Over a year ago in April 2011, the Philadelphia Orchestra filed for bankruptcy. As one of the most venerable and renowned musical organizations in the United States, this shocked the world. Last Thursday, the Fabulous Philadelphians laid out a plan to emerge from Chapter 11 bankruptcy and resume play by July 31, 2012.
Reorganization plan details
Some of the details of the reorganization include the:
- Renegotiated collective bargaining agreement with musicians to reduce salaries and benefits
- Transfer of unfunded pension liabilities to the Pension Benefit Guaranty Corporation
- Reduction of pensions for seven retired musicians
- Payoff of unsecured creditors
- Past rent payment to the Kimmel Center
- Resolution of financial disagreements with Peter Nero and the Philly Pops
Now that the plan is on paper, it will be reviewed by Philadelphia-based U.S. Bankruptcy Court judge Eric L. Frank.

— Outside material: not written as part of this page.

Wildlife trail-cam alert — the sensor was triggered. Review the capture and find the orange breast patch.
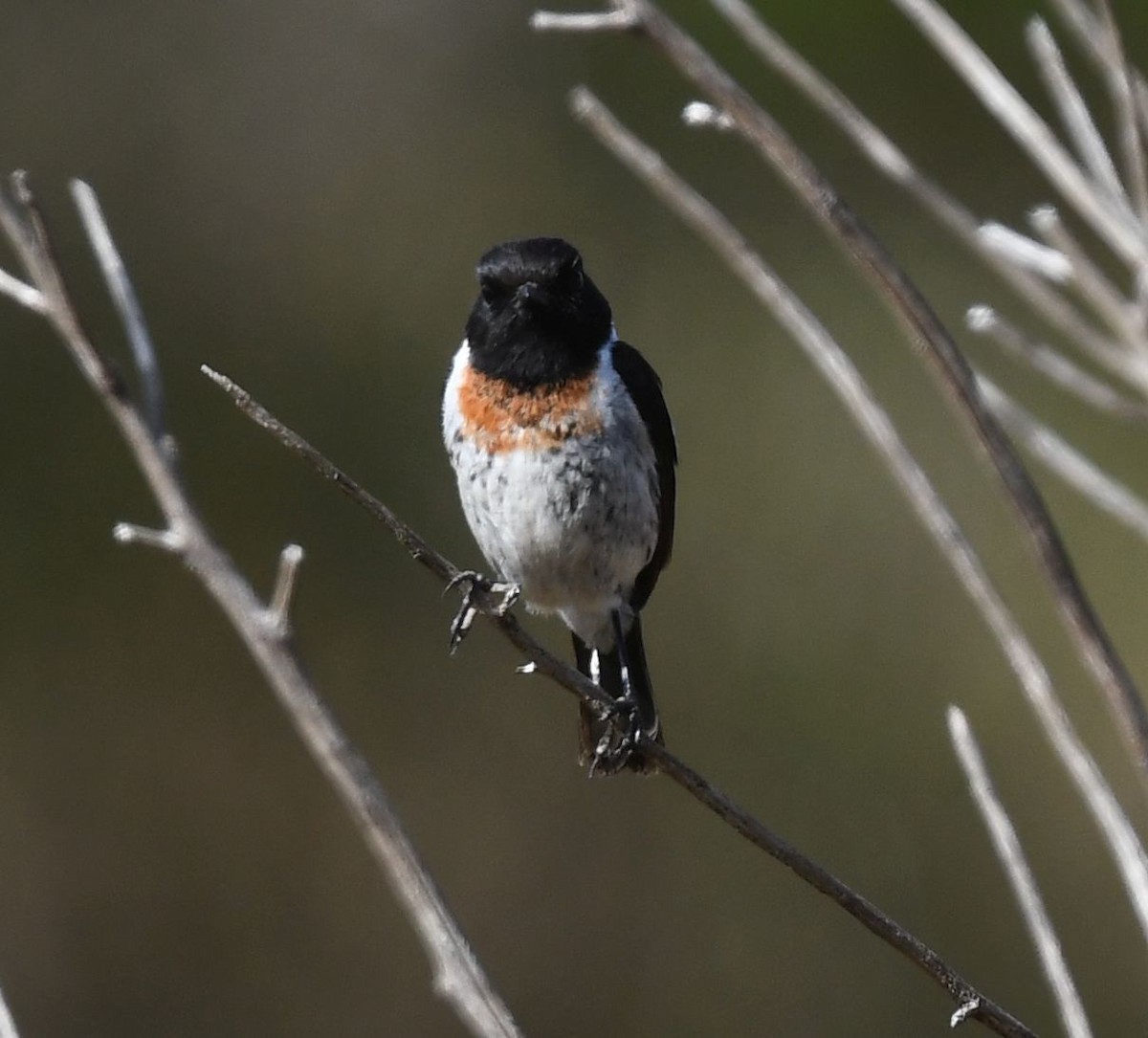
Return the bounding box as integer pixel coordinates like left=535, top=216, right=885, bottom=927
left=458, top=367, right=602, bottom=453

About the type of bankruptcy filed by the Philly Orchestra
The Philadelphia Orchestra filed what is known as a Chapter 11 bankruptcy, which is a relatively rare form of bankruptcy not often filed by Athens, GA bankruptcy lawyers. It is primarily used by organizations as a temporary measure to renegotiate contracts, make deals and present a plan for moving forward to keep the business alive. This type of bankruptcy may also be taken by individuals.
Chapter 11 bankruptcies typically take a lot of time, but they don’t leave as much of a negative mark on one’s credit or financial standing. They are also one of the few bankruptcies available to business organizations.
The future of the fabulous Phils
Despite the plan for reorganization, a New York Times report suggests that difficult times still lie ahead for the Philadelphia Orchestra.
The reorganization calls for a $9.5 million deficit for the 2013 – 2014 season. The orchestra will not have a balanced budget until 2018 even if it meets optimistic ticket sales and fundraising goals. Prior to the Chapter 11 filing, the Philly Orchestra’s annual deficit had reached $14.5 million.